Visioni digitali di Simone Arcagni

Nel saggio edito da Einaudi viene indagato lo sterminato universo dell’audiovisivo che non è cinema e non è televisione. Un libro che disegna una mappa inedita

Leggendo Visioni digitali di Simone Arcagni si ha, sin delle prime pagine, l’impressione di trovarsi di fronte a un saggio per certi versi seminale. È molto probabile che fra alcuni anni se ne parlerà come di un testo basilare per capire questo decennio di grandi trasformazioni in cui, grazie all’evoluzione di software e hardware, al potenziamento della banda, all’esplorazione di nuove tecniche di computer grafica o di ripresa e allo sviluppo di piattaforme come Youtube e Vimeo, gli audiovisivi sono letteralmente esplosi diventando la principale attrazione di chi fruisce di contenuti davanti al “vecchio” Pc o con in mano i device che lo hanno affiancato negli ultimi anni.

“Il libro nasce da più di dieci anni di lavoro, articoli, saggi, convegni, osservazioni. Nel doppio ruolo di ricercatore e di giornalista ho avuto la fortuna di poter affiancare al lavoro di approfondimento quello di dialogo con gli esperti grazie alle mie collaborazioni con testate come Nòva del Sole 24 Ore. Volevo mettere mano a un mondo che mi sembrava sommerso, ma che poi tanto sommerso non è: quello dei video che trovate su Youtube, su Vimeo e di tutto quello che è audiovisivo pur non appartenendo né al cinema, né alla televisione”,

ha spiegato Arcagni al Circolo dei Lettori di Torino introducendo il suo libro Visioni digitali che indaga il mondo proteiforme dell’audiovisivo, un universo estremamente “liquido”, capace di (ri)modellarsi costantemente, adattandosi alle possibilità offerte dalle tecnologie e alla malleabilità dell’utenza.

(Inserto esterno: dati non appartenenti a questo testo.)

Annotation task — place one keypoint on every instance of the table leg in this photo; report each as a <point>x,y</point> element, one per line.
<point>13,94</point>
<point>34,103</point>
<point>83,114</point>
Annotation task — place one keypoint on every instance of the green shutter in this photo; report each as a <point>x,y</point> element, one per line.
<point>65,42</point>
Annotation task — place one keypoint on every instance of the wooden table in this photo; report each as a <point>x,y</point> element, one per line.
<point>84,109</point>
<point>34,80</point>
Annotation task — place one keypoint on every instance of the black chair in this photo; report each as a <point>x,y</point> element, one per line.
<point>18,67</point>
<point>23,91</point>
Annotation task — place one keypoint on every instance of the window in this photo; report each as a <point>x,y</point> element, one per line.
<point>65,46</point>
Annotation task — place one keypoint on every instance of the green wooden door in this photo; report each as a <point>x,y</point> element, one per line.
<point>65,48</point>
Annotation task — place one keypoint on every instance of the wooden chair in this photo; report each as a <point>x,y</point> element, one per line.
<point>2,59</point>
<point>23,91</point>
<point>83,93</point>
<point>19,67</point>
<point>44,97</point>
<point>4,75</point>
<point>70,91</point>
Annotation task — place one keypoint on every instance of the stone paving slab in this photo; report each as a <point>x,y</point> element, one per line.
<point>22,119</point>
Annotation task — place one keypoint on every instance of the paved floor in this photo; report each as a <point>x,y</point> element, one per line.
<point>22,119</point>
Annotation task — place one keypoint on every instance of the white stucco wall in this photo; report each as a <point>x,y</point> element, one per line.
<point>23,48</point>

“Stiamo parlando di qualcosa che non è cinema e non è tv, qualcosa che non ucciderà né il cinema, né la tv, contrariamente a quello che molti pensano” ha spiegato Arcagni sottolineando come, nonostante l’audiovisivo sia ormai il centro della nostra comunicazione, non esistono, almeno nel nostro Paese, studi specifici di settore.

arcagni_simone_visioni_digitali.jpg Secondo il Cisco Visual Networking Index Forecast and Methodology 2014-2019, nel 2019 il video rappresenterà l’80% del traffico sul web. Attualmente il traffico di Netflix costituisce oltre un terzo (35%) di tutto quello che passa sulle reti statunitensi. Secondo le stime più recenti, ogni giorno, nel mondo vengo visualizzati circa 3 miliardi di video. Per comprendere questo contesto bisogna abbandonare le vecchie categorie e soprattutto gli steccati del passato: quelli che separavano l’alto dal basso, il professionale dall’amatoriale, il linguaggio cinematografico da quello televisivo.

Per illustrare l’eterogeneità del suo territorio d’indagine, Arcagni racconta del canale Youtube di Nucleus Medical Media specializzato in medical imaging che con i suoi video in computer grafica su interventi chirurgici o processi come la fertilizzazione ottengono un numero di visualizzazioni superiori ai grandi player dell’intrattenimento. Videogame come L.A. Noir o film fruibili con il casco della realtà virtuale finiscono nel programma di prestigiosi festival cinematografici. Grandi registi come John Woo si dedicano ai videogiochi e le versioni Lego dei grandi film nate come spot per il web marketing evolvono in una web serie e, successivamente, addirittura in un lungometraggio, The Lego Movie.

Tracciare confini, insomma, non è soltanto anacronistico ma controproducente. All’interno di questi confini, però, è necessario tracciare una mappa, darsi delle coordinate e Arcagni lo fa con grande esperienza e una visione d’insieme capace di far ordine in un contesto che spazia dalle esperienze di “post cinema” alle più avanguardistiche sperimentazioni di immersività. L’ultimo capitolo del saggio indaga il rapporto sempre più simbiotico fra i supporti audiovisivi e il corpo umano (di cui i Google Glass non sono che l’esempio più noto) concludendo con Magic Leap, la startup, oggetto di un colossale investimento da parte di Google, che lavora sulla possibilità di visualizzare un oggetto virtuale in 3D in un ambiente reale. Senza schermi, senza video, “immersi” nella realtà proprio come con gli ologrammi di Star Wars e Minority Report. La fantascienza è ormai scienza e il libro di Arcagni è una valida mappa per orientarsi in un contesto in rapida e costante evoluzione.